The natives make incisions in the trees with a knife, and
the incense flows down. This incense is carefully watched, and can be
taken only to Dhafar, where the Sultan keeps the best part for himself;
the rest is made over to the people. But any one who should carry it
elsewhere than to Dhafar would be put to death."
The elder Niebuhr seems to have been the first to disparage the Arabian
produce of olibanum. He recognises indeed its ancient celebrity, and the
fact that it was still to some extent exported from Dhafar and other
places on this coast, but he says that the Arabs preferred foreign kinds
of incense, especially benzoin; and also repeatedly speaks of the
superiority of that from India (des Indes and de l'Inde), by which it
is probable that he meant the same thing - viz., benzoin from the Indian
Archipelago. Niebuhr did not himself visit Hadhramaut.

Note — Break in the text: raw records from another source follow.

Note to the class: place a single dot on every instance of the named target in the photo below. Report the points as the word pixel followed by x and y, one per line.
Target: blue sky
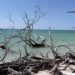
pixel 56 16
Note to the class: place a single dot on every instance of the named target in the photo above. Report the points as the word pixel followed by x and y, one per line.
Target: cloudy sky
pixel 56 15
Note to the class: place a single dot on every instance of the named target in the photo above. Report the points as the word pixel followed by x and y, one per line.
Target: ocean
pixel 59 37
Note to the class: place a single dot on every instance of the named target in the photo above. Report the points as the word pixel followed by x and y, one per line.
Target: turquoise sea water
pixel 60 37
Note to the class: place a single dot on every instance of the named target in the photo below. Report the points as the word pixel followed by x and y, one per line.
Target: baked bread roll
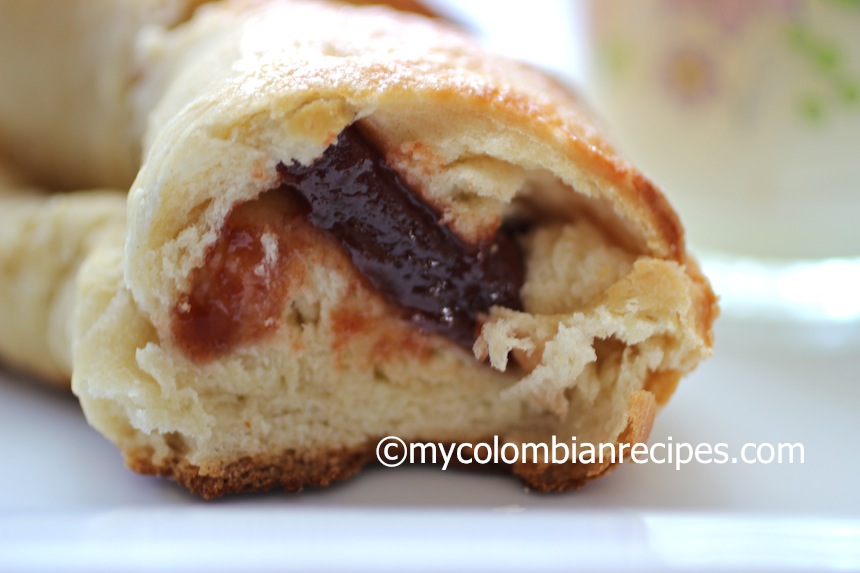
pixel 43 240
pixel 352 223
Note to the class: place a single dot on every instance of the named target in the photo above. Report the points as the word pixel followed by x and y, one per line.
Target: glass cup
pixel 747 113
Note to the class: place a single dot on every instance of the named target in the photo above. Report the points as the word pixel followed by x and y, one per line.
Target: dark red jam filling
pixel 398 243
pixel 394 239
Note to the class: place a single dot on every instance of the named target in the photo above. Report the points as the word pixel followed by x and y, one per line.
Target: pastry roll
pixel 43 240
pixel 352 223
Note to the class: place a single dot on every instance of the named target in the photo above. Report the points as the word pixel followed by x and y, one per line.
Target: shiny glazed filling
pixel 393 239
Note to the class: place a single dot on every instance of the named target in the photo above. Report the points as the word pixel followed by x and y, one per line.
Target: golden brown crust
pixel 290 470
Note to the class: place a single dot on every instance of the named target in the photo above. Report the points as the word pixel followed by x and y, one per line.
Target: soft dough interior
pixel 342 369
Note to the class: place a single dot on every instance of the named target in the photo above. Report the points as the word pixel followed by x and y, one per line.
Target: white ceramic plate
pixel 68 503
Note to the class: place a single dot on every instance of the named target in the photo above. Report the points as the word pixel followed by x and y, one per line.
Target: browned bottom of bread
pixel 293 470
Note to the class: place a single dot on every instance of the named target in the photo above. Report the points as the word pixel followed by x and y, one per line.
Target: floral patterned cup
pixel 747 112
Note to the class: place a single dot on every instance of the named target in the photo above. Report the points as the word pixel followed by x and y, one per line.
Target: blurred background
pixel 747 114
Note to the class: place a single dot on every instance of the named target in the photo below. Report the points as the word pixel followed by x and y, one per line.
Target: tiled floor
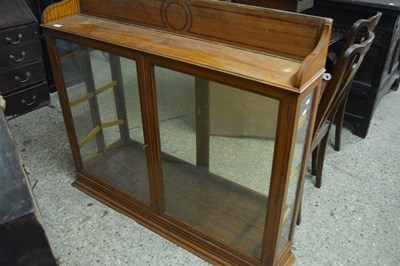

Thus the fame of Arabian olibanum was dying away, and so was our knowledge
of that and the opposite African coast, when Colebrooke (1807) published
his Essay on Olibanum, in which he showed that a gum-resin, identical as
he considered with frankincense, and so named (Kundur), was used in
India, and was the produce of an indigenous tree, Boswellia serrata of
Roxburgh, but thereafter known as B. thurifera.